= Deposit model =

In the field of archaeology a deposit model is a method of identifying the character and degree of survival of buried archaeological remains over a specified area without necessarily excavating the whole area.

Following the introduction of archaeology into the planning process in most western nations, the importance of gathering as much information as possible on a site without digging it up has grown. Such information can be used to inform the decisions made by planners, developers and archaeologists about the necessity for, and nature of, any archaeological work in advance of new building.

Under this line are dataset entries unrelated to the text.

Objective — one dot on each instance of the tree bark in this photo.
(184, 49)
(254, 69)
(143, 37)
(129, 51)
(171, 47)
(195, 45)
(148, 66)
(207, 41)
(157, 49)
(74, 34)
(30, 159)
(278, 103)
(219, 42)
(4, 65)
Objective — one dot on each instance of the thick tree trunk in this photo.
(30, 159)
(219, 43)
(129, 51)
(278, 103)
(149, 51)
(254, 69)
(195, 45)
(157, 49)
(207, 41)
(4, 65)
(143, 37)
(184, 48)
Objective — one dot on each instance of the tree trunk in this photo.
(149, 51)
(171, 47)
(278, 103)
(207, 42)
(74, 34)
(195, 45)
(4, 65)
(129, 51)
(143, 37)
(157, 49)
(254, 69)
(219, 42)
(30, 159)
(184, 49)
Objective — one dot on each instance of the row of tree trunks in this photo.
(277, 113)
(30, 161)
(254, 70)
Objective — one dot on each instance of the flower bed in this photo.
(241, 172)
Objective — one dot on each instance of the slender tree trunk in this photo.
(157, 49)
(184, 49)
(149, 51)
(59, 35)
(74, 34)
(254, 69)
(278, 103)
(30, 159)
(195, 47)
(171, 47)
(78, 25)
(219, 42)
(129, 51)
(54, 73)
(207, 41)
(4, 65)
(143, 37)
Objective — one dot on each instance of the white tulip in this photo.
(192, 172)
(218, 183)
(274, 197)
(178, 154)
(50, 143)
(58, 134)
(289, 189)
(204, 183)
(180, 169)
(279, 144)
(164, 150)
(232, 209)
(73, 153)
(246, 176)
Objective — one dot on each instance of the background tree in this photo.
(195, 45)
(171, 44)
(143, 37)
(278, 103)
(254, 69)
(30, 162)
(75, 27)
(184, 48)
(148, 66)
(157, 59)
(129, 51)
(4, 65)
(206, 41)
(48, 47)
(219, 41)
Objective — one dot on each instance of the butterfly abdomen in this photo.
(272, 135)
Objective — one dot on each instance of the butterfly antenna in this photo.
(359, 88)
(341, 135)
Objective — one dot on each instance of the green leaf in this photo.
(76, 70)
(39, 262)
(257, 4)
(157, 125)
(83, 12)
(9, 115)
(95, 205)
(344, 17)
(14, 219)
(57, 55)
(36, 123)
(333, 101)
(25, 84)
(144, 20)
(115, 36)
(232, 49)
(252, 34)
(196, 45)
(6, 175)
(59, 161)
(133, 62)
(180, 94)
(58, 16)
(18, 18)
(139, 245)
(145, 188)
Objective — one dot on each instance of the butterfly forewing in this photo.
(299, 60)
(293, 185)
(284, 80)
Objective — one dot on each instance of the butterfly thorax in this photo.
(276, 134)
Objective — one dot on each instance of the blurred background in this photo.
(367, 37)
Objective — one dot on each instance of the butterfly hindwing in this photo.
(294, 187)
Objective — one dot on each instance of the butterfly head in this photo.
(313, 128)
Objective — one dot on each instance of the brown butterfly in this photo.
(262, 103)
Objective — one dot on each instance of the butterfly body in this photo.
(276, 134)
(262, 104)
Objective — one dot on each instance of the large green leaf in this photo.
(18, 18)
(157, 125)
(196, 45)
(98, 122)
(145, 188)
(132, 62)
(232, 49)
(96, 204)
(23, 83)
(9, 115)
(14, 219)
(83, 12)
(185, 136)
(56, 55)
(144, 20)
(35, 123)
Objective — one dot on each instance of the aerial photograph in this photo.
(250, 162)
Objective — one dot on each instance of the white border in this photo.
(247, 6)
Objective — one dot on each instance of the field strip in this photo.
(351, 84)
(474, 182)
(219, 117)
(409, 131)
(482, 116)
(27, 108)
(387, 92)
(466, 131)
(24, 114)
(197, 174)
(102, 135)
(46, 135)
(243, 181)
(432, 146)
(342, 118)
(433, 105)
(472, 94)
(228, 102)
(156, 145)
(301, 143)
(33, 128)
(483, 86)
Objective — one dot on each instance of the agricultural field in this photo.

A deposit model uses the results of previous excavations and other intrusive archaeological investigations to estimate the nature of the archaeology over a wider area. Productive excavations in one area would suggest that land nearby would also be productive. Since the buried archaeological record is essentially a volume of earth trapped between the two archaeological horizons defined by the underlying natural geology and the horizon of modern intrusions projecting down into the record, the detailed mapping of the underlying geology of an area has become important in deposit modeling and has resulted in a growth of work for geoarchaeologists. The results of surveying can be extrapolated between known geographical points and used to estimate the impact of certain types of development.

By taking into account known disturbances to the ground certain areas can be presumed to have limited archaeological potential. A survey of buildings identifying which have basements in them for example may suggest that certain streets have had all their archaeology removed (or truncated) in the past.

Where buildings stand on top of probable or known archaeology the effect that their foundations and floors have on ground water levels may also be important in the degree of preservation that can be expected.

All this information can be stored on a computer GIS database and analysed and augmented as time goes by and further information is revealed.

An early deposit model of the city of York was produced in the early 1990s and has been used to inform archaeological decisions in the city since.